Monsieur le président, monsieur le ministre, mes chers collègues, notre débat en séance publique sur l’avenir de Frontex, l’Agence européenne de garde-frontières et de garde-côtes, est bienvenu.
En effet, le Gouvernement présente un nouveau projet de loi relatif à l’immigration, en particulier pour réformer le régime de l’asile et pour régulariser les travailleurs sans-papiers présents sur notre territoire. Or, notre politique migratoire, mais aussi notre politique de l’asile et de contrôle de nos frontières, relèvent désormais de compétences partagées avec l’Union européenne. De fait, ces politiques se jouent aujourd’hui, en grande partie, aux frontières extérieures de l’Union européenne. En effet, l’existence de l’espace Schengen, espace de libre circulation dont tous nos concitoyens profitent pour étudier, travailler ou voyager, dépend d’une surveillance efficace de ces frontières extérieures.
Si cette mission de gestion et de surveillance relève en premier lieu des États membres, ces derniers peuvent faire appel au soutien opérationnel de Frontex. Cette agence incarne alors la solidarité européenne en déployant des agents et des équipements pour le contrôle des voyageurs aux frontières ou la lutte contre l’immigration irrégulière.

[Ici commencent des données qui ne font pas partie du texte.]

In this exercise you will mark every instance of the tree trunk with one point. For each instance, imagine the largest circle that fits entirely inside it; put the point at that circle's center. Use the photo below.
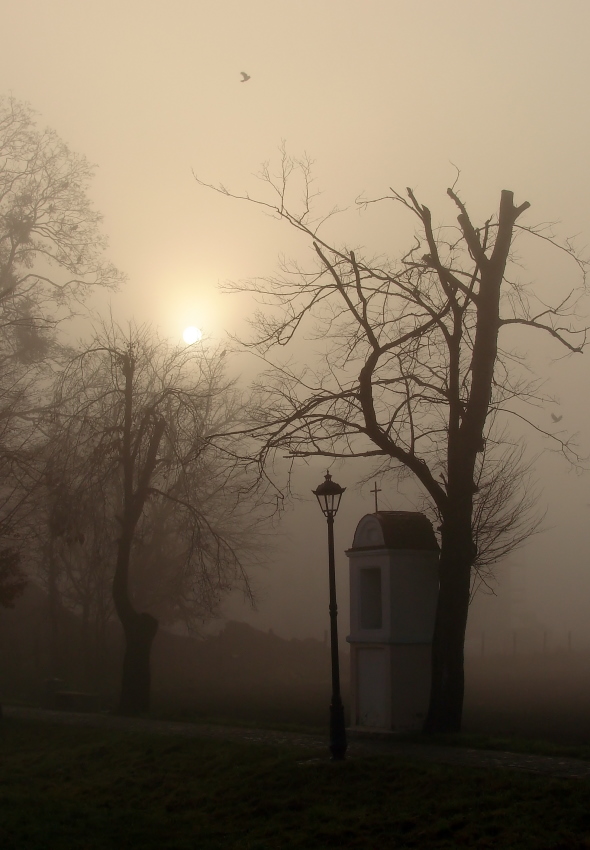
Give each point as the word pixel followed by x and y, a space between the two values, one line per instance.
pixel 448 680
pixel 140 631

La France bénéficie de cet appui, par exemple sur la côte d’Opale, dont je suis originaire, pour surveiller les embarcations de migrants essayant de traverser la Manche vers le Royaume-Uni, ou pour organiser des opérations de retour des migrants irréguliers dans leur pays d’origine.
Frontex dispose à cet égard des moyens nécessaires pour assurer ce soutien : elle est dotée, cette année, d’un budget de 845 millions d’euros et elle emploie environ 2 000 personnes, ce nombre devant progressivement augmenter pour arriver à un contingent permanent de 10 000 officiers en 2027.
Cependant, l’agence Frontex a été paralysée pendant de trop longs mois par une double crise.
Elle a d’abord été confrontée à une crise de croissance : l’Agence, dotée de moyens importants à compter de 2019, n’a pas eu le temps de procéder aux recrutements nécessaires et de mettre en place des procédures d’audit et de contrôle suffisantes.
Elle a ensuite dû affronter une crise de confiance : l’Agence a été accusée de manquements dans son fonctionnement interne, mais aussi de complicité de refoulements illégaux de migrants en mer Égée. Elle a alors fait l’objet d’un nombre inédit d’audits et d’enquêtes, qui ont conduit à la démission de son ancien directeur, M. Fabrice Leggeri, en avril dernier, puis à une longue phase transitoire de huit mois, qui s’est enfin terminée le 20 décembre dernier avec la désignation d’un nouveau directeur, le Néerlandais Hans Leijtens, qui devrait, nous l’espérons, ouvrir une nouvelle ère.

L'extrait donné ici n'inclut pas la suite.